Jurors in the Jodi Arias murder said Wednesday they were unable to reach a unanimous verdict on whether she should be sentenced to life in prison or death for killing her one-time boyfriend, prompting the judge to instruct them to keep on trying.
The jury reported its impasse after only about 21/2 hours of deliberations. Judge Sherry Stephens instructed jurors to try to identify areas of agreement and disagreement as they work toward a decision.
Under Arizona law, a hung jury in the death-penalty phase of a trial requires a new jury to be seated to decide the punishment.

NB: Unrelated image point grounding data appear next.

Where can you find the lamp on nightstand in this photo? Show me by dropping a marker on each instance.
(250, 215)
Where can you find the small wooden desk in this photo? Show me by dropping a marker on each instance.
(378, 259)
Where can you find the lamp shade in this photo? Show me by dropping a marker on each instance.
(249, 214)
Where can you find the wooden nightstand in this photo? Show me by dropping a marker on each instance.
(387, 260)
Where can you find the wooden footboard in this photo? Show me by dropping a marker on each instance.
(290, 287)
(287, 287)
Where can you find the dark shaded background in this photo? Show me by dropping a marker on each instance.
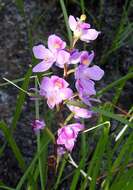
(15, 57)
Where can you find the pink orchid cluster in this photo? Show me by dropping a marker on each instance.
(56, 90)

If the second jury cannot reach a unanimous decision, the judge would then sentence Arias to spend her entire life in prison or be eligible for release after 25 years.
In the event of a hung jury in the Arias trial, the case could drag on for several more months, said former Maricopa County Attorney Rick Romley.
“If that happens, this jury would be dismissed and a second jury would be impaneled, and you’d literally have to go through the whole case again,” Romley said, adding the murder conviction would stand and the new panel would be considering only the sentence.
However, the new jury would have to review evidence and hear opening statements, closing arguments and witness testimony in a “Cliffs Notes” version of the trial, Romley said.
Romley also noted that if the current jury deadlocks, the prosecutor could decide to take the death penalty off the table. In that case, the judge would determine whether Arias spends her life in prison or is eligible for release after 25 years.